メタボリックシンドロームでも問題になっているように、肥満はあらゆる生活習慣病の元凶とさえ言われています。

肥満は、摂取カロリーが消費カロリーを上回ってしまった結果、脂肪が体内に蓄積されるために引き起こされますが、中高年世代にとって注意しなければならないのは、40代を過ぎた頃から基礎代謝量が減少してくることです。

基礎代謝量が少ないと、若い頃と同じ量の食事をしてもエネルギーとして消費されずに残ってしまい、太りやすくなります。

さらに肥満を放置しておくと、脂質異常症や高血圧、動脈硬化、糖尿病などの他の生活習慣病の進行を加速させてしまいます。

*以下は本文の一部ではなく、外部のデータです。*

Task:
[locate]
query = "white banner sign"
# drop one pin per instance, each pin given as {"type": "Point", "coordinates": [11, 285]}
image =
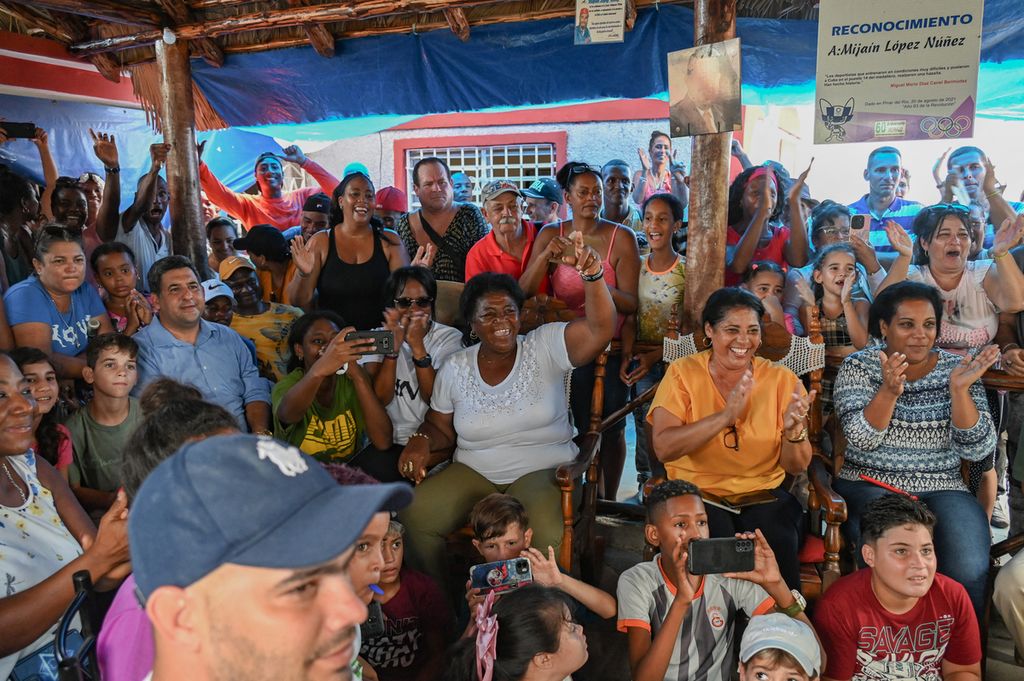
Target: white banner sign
{"type": "Point", "coordinates": [895, 70]}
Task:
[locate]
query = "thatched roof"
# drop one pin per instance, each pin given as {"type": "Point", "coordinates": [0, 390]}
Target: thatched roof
{"type": "Point", "coordinates": [118, 35]}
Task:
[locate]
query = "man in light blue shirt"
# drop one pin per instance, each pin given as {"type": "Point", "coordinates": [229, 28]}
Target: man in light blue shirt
{"type": "Point", "coordinates": [179, 344]}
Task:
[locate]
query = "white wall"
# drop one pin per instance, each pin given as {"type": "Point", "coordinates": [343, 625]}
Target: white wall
{"type": "Point", "coordinates": [593, 142]}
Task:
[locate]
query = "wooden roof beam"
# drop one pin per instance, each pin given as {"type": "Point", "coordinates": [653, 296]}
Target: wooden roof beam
{"type": "Point", "coordinates": [178, 12]}
{"type": "Point", "coordinates": [456, 17]}
{"type": "Point", "coordinates": [108, 10]}
{"type": "Point", "coordinates": [321, 39]}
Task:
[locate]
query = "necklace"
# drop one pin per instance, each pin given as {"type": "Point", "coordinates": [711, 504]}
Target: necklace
{"type": "Point", "coordinates": [6, 469]}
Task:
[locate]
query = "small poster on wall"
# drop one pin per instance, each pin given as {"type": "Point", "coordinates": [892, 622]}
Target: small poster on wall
{"type": "Point", "coordinates": [704, 89]}
{"type": "Point", "coordinates": [599, 22]}
{"type": "Point", "coordinates": [893, 71]}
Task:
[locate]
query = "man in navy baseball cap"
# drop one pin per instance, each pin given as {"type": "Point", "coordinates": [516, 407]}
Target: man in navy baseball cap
{"type": "Point", "coordinates": [241, 547]}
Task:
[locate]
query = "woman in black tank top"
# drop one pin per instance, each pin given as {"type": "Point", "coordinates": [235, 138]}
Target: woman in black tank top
{"type": "Point", "coordinates": [350, 262]}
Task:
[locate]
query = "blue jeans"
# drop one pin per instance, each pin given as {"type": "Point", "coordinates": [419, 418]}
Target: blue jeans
{"type": "Point", "coordinates": [962, 535]}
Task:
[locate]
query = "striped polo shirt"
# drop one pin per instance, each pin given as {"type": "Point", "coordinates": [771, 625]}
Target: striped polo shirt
{"type": "Point", "coordinates": [706, 647]}
{"type": "Point", "coordinates": [900, 211]}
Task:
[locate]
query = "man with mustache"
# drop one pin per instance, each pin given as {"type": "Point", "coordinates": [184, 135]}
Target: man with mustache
{"type": "Point", "coordinates": [881, 203]}
{"type": "Point", "coordinates": [261, 595]}
{"type": "Point", "coordinates": [140, 226]}
{"type": "Point", "coordinates": [506, 249]}
{"type": "Point", "coordinates": [271, 205]}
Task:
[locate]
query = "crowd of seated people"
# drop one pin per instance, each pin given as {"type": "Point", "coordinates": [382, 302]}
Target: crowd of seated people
{"type": "Point", "coordinates": [375, 358]}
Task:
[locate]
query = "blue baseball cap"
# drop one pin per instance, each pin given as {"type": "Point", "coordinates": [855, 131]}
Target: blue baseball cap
{"type": "Point", "coordinates": [246, 500]}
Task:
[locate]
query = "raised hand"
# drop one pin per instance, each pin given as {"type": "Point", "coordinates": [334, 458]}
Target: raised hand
{"type": "Point", "coordinates": [104, 146]}
{"type": "Point", "coordinates": [417, 453]}
{"type": "Point", "coordinates": [294, 154]}
{"type": "Point", "coordinates": [424, 256]}
{"type": "Point", "coordinates": [899, 240]}
{"type": "Point", "coordinates": [796, 414]}
{"type": "Point", "coordinates": [158, 154]}
{"type": "Point", "coordinates": [939, 164]}
{"type": "Point", "coordinates": [340, 352]}
{"type": "Point", "coordinates": [1013, 362]}
{"type": "Point", "coordinates": [395, 321]}
{"type": "Point", "coordinates": [798, 184]}
{"type": "Point", "coordinates": [864, 253]}
{"type": "Point", "coordinates": [846, 295]}
{"type": "Point", "coordinates": [644, 160]}
{"type": "Point", "coordinates": [41, 139]}
{"type": "Point", "coordinates": [1009, 236]}
{"type": "Point", "coordinates": [893, 372]}
{"type": "Point", "coordinates": [971, 369]}
{"type": "Point", "coordinates": [416, 331]}
{"type": "Point", "coordinates": [545, 569]}
{"type": "Point", "coordinates": [303, 256]}
{"type": "Point", "coordinates": [765, 566]}
{"type": "Point", "coordinates": [806, 294]}
{"type": "Point", "coordinates": [557, 248]}
{"type": "Point", "coordinates": [684, 590]}
{"type": "Point", "coordinates": [735, 403]}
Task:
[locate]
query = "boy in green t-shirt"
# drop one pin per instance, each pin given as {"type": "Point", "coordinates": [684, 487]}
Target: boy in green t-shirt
{"type": "Point", "coordinates": [99, 431]}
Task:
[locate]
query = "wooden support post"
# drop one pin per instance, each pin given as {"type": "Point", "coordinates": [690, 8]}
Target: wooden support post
{"type": "Point", "coordinates": [178, 120]}
{"type": "Point", "coordinates": [714, 20]}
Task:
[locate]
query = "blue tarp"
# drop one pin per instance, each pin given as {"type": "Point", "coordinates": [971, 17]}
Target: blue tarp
{"type": "Point", "coordinates": [68, 125]}
{"type": "Point", "coordinates": [528, 62]}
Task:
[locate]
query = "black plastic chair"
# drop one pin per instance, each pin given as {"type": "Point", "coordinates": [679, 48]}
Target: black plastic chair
{"type": "Point", "coordinates": [81, 664]}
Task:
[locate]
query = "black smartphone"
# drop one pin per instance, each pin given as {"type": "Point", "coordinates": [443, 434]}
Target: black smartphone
{"type": "Point", "coordinates": [860, 225]}
{"type": "Point", "coordinates": [383, 341]}
{"type": "Point", "coordinates": [714, 556]}
{"type": "Point", "coordinates": [18, 130]}
{"type": "Point", "coordinates": [501, 576]}
{"type": "Point", "coordinates": [374, 626]}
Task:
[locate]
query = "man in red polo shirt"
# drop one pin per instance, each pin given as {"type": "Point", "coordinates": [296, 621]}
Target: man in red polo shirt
{"type": "Point", "coordinates": [506, 248]}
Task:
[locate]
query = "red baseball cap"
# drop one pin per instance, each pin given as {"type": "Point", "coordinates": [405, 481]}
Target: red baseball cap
{"type": "Point", "coordinates": [393, 199]}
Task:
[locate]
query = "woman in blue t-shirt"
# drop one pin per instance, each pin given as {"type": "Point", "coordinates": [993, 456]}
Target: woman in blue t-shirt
{"type": "Point", "coordinates": [52, 309]}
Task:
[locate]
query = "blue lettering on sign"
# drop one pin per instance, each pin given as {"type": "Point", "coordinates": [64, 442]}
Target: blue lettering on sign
{"type": "Point", "coordinates": [902, 25]}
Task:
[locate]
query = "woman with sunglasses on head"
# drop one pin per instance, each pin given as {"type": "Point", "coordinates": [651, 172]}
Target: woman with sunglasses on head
{"type": "Point", "coordinates": [973, 293]}
{"type": "Point", "coordinates": [584, 190]}
{"type": "Point", "coordinates": [346, 262]}
{"type": "Point", "coordinates": [55, 309]}
{"type": "Point", "coordinates": [734, 424]}
{"type": "Point", "coordinates": [404, 381]}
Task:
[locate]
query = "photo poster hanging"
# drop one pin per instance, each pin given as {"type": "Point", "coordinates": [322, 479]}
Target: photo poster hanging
{"type": "Point", "coordinates": [599, 22]}
{"type": "Point", "coordinates": [705, 89]}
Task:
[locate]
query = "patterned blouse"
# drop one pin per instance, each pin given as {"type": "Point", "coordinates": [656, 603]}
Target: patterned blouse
{"type": "Point", "coordinates": [921, 450]}
{"type": "Point", "coordinates": [467, 227]}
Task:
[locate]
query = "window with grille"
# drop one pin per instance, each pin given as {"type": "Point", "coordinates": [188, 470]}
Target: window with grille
{"type": "Point", "coordinates": [518, 163]}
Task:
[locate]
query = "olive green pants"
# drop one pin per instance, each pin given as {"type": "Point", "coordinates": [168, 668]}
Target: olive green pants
{"type": "Point", "coordinates": [441, 504]}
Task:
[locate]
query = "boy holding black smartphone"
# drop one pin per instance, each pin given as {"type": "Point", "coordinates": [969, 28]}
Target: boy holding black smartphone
{"type": "Point", "coordinates": [681, 625]}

肥満を避けるためには、摂取カロリーを減らすか、または積極的に運動をして消費カロリーを増やす必要があります。

高血圧

40代、50代の頃から増えてくるのが、高血圧です。高血圧は、血管を流れる血液の圧力が高くなった場合に現れる症状ですが、自覚症状は殆どないため軽く考えがちです。

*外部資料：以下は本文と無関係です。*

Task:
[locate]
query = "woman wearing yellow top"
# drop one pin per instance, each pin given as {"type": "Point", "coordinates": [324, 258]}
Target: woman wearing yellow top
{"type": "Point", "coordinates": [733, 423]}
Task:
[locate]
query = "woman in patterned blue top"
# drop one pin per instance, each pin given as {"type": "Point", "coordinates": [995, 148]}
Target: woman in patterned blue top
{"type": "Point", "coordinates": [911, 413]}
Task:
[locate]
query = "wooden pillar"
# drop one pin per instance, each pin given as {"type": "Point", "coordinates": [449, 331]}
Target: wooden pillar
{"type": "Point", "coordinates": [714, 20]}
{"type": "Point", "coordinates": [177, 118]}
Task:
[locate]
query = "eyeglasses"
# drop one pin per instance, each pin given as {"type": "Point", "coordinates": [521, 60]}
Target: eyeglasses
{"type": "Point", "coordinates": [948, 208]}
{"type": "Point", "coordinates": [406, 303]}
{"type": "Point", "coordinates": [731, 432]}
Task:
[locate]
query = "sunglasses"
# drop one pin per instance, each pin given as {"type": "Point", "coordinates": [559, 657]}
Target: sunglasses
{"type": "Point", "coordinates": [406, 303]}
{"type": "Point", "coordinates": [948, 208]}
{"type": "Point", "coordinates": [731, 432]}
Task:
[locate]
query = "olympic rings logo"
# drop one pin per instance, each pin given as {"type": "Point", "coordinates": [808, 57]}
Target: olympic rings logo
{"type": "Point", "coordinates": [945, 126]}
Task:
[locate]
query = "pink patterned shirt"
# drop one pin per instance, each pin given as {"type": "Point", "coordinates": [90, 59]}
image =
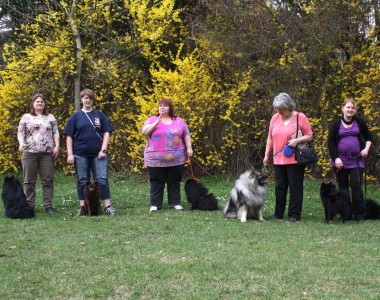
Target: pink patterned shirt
{"type": "Point", "coordinates": [166, 146]}
{"type": "Point", "coordinates": [37, 133]}
{"type": "Point", "coordinates": [281, 134]}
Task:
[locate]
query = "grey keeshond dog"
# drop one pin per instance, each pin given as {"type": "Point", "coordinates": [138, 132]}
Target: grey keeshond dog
{"type": "Point", "coordinates": [248, 196]}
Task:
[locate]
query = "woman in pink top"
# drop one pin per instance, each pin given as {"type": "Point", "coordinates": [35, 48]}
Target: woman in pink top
{"type": "Point", "coordinates": [38, 138]}
{"type": "Point", "coordinates": [282, 132]}
{"type": "Point", "coordinates": [165, 153]}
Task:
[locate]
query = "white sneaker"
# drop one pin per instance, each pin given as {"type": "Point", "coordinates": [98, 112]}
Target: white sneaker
{"type": "Point", "coordinates": [178, 207]}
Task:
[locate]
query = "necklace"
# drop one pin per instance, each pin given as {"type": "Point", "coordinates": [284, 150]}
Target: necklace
{"type": "Point", "coordinates": [347, 122]}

しかし、高血圧を放置しておくと徐々に体が蝕まれ、動脈硬化を促進したり、脳卒中や心筋梗塞などの重大な病気を引き起こすため、「サイレントキラー(静かな殺し屋)」とも呼ばれています。

血圧は自宅で測定することも可能なので、食事やその他の生活習慣を改めることにより、予防したりコントロールしたりすることができます。

高脂血症(脂質異常症)

高脂血症は、コレステロールや中性脂肪など、血中に含まれる脂質が過剰になった状態を言います。

血圧と同じように自覚症状は殆どありませんが、放置しておくと動脈硬化が進み、脳卒中や心疾患などの重大な病気を引き起こします。

中高年女性の場合は、閉経後のホルモンの変化により、コレステロール値が高くなる傾向がありますが、食事による脂質の取りすぎが大きな原因のひとつとなっています。
そのため、健康診断などで高脂血症が指摘された場合は、食事に留意する必要があります。

糖尿病

血液中のブドウ糖の濃度(血糖値)は、常に一定になるよう調整されていますが、この濃度が異常に高くなり、尿に糖が出るようになったのが糖尿病です。

初期には自覚症状はありませんが、血糖値がだんだん上昇して来ると、口や喉が渇きやすくなったり、多尿、疲れやすいなどの症状が出て来ます。

さらに悪化すると、目や腎臓、神経などに障害が起きたり、動脈硬化が進むなど、色々な合併症を引き起こします。

糖尿病は、高カロリーな食事や運動不足、ストレス過多などが原因なので、初期のうちに生活習慣を改めることにより、進行を遅らせたり改善することができます。